As was meeting Kobby Ben Ben after the most pleasurable session of the weekend. Ben Ben, Joy Watson and Busisekile Khumalo spoke to Letlhogonolo Mokgoroane about what it takes to write good sex scenes. Ben Ben’s debut novel, No one dies yet, includes some of the most deliciously and graphically explicit sex scenes I have encountered in fiction. And because they were penned by a queer Ghanaian writer who faces severe challenges in his country, where desire cannot be expressed freely, they felt even more liberating – even to me, a straight cis woman.

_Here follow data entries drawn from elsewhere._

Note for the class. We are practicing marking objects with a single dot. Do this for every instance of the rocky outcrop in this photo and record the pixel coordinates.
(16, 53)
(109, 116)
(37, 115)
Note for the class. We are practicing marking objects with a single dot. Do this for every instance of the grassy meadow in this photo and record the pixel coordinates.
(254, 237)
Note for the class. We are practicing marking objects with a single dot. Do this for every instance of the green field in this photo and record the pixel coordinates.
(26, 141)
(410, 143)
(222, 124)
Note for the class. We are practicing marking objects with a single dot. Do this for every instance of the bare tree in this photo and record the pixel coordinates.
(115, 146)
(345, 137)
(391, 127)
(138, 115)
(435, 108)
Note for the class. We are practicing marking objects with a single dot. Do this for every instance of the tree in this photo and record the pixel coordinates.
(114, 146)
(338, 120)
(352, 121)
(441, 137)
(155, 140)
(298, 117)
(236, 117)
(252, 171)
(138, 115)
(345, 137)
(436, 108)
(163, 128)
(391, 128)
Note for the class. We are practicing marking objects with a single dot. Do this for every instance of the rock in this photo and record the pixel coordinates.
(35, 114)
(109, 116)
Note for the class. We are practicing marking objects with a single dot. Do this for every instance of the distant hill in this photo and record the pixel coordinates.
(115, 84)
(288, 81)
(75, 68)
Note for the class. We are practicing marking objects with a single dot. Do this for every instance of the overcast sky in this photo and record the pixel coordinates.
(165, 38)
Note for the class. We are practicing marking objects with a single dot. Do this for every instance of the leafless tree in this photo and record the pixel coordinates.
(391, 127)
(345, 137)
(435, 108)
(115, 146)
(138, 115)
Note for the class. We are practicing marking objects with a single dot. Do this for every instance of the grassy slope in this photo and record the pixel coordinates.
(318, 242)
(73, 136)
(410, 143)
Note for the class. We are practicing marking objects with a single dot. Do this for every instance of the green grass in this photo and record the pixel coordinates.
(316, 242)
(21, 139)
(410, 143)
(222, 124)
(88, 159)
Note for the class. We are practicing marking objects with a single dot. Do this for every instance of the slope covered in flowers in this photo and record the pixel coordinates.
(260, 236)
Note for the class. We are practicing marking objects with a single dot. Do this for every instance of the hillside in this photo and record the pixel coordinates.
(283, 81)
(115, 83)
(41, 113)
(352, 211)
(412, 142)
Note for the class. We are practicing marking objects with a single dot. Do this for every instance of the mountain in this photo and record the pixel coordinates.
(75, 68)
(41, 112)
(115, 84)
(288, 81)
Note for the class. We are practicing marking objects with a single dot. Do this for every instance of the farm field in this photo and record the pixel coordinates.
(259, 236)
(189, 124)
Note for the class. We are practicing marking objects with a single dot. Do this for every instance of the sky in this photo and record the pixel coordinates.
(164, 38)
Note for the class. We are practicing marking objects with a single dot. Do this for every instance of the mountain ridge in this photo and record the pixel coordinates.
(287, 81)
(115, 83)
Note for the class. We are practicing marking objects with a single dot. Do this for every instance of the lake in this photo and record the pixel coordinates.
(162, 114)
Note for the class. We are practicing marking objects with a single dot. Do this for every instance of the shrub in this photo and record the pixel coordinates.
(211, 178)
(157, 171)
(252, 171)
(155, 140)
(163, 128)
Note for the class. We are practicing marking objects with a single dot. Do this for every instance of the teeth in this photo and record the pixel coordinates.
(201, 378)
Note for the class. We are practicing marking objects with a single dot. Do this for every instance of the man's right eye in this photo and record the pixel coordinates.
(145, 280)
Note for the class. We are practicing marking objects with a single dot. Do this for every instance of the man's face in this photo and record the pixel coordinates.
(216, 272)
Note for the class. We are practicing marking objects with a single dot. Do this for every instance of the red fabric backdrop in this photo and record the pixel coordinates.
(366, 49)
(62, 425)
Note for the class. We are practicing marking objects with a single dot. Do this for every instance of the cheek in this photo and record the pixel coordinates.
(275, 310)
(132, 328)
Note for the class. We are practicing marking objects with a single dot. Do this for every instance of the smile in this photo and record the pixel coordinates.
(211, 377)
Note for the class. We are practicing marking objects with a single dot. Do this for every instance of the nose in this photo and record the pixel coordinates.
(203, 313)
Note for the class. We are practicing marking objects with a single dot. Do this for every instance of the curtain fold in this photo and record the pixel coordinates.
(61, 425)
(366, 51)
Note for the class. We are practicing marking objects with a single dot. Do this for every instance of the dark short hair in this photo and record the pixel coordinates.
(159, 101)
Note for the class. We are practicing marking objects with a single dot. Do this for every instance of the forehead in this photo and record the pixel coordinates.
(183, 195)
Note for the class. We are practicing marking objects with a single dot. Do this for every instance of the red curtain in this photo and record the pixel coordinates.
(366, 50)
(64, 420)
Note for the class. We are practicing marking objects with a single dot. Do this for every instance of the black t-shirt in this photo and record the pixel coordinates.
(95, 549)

Letlhogonolo Mokgoroane speaking to Busisekile Khumalo, Joy Watson and Kobby Ben Ben
The heat of that particular session reflected the glorious weather which accompanied our weekend, which was infused with literary wonder, curiosity, hope, resilience and beauty – beauty above all. And yet, no matter how much I loved the sunshine, I couldn’t help thinking about the distressing dam water levels and the lack of rain in our region.

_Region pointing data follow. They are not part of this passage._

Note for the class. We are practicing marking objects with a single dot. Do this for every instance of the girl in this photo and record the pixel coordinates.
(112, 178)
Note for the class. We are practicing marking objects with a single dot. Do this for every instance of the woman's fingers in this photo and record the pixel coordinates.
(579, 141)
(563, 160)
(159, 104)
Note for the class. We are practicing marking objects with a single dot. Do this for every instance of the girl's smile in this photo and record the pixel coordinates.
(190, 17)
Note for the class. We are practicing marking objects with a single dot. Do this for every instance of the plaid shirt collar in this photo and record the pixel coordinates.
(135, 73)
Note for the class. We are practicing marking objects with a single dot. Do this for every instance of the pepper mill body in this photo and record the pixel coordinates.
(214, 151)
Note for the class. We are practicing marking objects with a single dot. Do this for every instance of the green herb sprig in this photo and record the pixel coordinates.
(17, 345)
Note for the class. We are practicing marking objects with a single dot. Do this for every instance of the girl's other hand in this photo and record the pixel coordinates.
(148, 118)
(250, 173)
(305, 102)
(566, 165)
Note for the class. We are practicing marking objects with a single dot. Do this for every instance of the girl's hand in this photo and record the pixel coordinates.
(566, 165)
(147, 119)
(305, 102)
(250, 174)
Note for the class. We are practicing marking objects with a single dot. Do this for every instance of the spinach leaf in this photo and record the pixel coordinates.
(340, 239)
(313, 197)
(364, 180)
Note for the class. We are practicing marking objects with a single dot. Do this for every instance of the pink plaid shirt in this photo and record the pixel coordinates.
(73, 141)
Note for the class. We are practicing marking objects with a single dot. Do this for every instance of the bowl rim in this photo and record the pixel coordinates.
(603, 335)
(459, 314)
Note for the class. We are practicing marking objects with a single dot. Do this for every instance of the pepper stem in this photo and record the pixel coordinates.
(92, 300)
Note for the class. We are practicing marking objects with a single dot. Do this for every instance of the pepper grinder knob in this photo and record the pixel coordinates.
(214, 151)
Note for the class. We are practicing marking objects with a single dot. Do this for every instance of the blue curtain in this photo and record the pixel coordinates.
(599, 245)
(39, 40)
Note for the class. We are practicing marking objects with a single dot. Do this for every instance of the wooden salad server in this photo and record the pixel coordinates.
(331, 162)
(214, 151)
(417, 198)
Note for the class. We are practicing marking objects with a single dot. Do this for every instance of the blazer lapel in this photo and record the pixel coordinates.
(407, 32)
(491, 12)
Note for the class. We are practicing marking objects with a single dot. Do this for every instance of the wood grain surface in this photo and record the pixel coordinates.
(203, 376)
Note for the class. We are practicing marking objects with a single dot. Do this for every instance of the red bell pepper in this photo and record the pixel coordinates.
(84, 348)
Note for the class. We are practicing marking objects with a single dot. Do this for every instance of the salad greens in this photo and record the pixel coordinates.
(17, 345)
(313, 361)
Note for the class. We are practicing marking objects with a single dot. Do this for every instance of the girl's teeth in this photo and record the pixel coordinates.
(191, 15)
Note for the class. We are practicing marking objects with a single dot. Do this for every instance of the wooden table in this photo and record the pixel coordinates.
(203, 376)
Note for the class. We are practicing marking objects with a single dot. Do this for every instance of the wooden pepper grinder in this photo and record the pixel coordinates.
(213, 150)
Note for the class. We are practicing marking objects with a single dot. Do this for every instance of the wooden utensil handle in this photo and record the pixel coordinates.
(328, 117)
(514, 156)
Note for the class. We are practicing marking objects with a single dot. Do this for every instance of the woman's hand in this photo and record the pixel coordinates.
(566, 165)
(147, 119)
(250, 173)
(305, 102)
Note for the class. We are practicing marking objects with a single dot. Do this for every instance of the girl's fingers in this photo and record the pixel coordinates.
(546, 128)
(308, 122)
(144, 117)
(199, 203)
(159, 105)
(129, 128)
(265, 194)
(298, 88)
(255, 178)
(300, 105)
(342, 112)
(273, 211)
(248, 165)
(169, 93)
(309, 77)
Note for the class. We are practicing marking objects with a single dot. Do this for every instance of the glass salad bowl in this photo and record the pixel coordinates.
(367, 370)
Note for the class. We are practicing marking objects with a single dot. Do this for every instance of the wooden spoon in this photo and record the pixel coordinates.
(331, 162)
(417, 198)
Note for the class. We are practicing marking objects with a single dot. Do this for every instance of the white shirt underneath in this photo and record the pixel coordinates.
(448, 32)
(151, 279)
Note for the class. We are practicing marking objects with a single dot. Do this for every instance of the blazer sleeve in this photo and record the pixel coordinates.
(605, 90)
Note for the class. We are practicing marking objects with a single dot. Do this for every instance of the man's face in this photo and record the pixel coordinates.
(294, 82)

Kobby Ben Ben reading from No one dies yet

Kobby Ben Ben signing his novel for Lester Walbrugh
I chaired only one session this year, but it was one very close to my heart. I interviewed Karen Jennings and Nick Mulgrew, whose latest novels, Crooked seeds and Tunnel respectively, conjure unnerving, near-future versions of South African reality. In a recent article for LitNet, Jennings reflected on the global water crisis we are facing, with another potential drought on the horizon in the Western Cape. Her novel is set in a post-Day Zero Cape Town and tells the story of a broken woman trying to navigate the water queues on crutches. Mulgrew’s novel is set predominantly in an unexpectedly closed-up Cape tunnel, where a handful of characters try to survive a massive disaster. Reading both books, it was easy to imagine the horror of the described scenarios. At the same time, it was deeply reaffirming to encounter hope and tenderness in the connections the characters in the novels forge when dealing with the incomprehensible. This ability to reach out, to care, is often the only thing that will get us through the darkness – let’s not underestimate its power. The ability of these two young authors to share their remarkable storytelling talents is a gift to us all.

With Nick Mulgrew and Karen Jennings (photo: Nick Clelland)

With Nick Mulgrew and Karen Jennings
I don’t get a vote in the South African elections, but in life – globally – I vote for tolerance and integrity. Literary beauty offers both.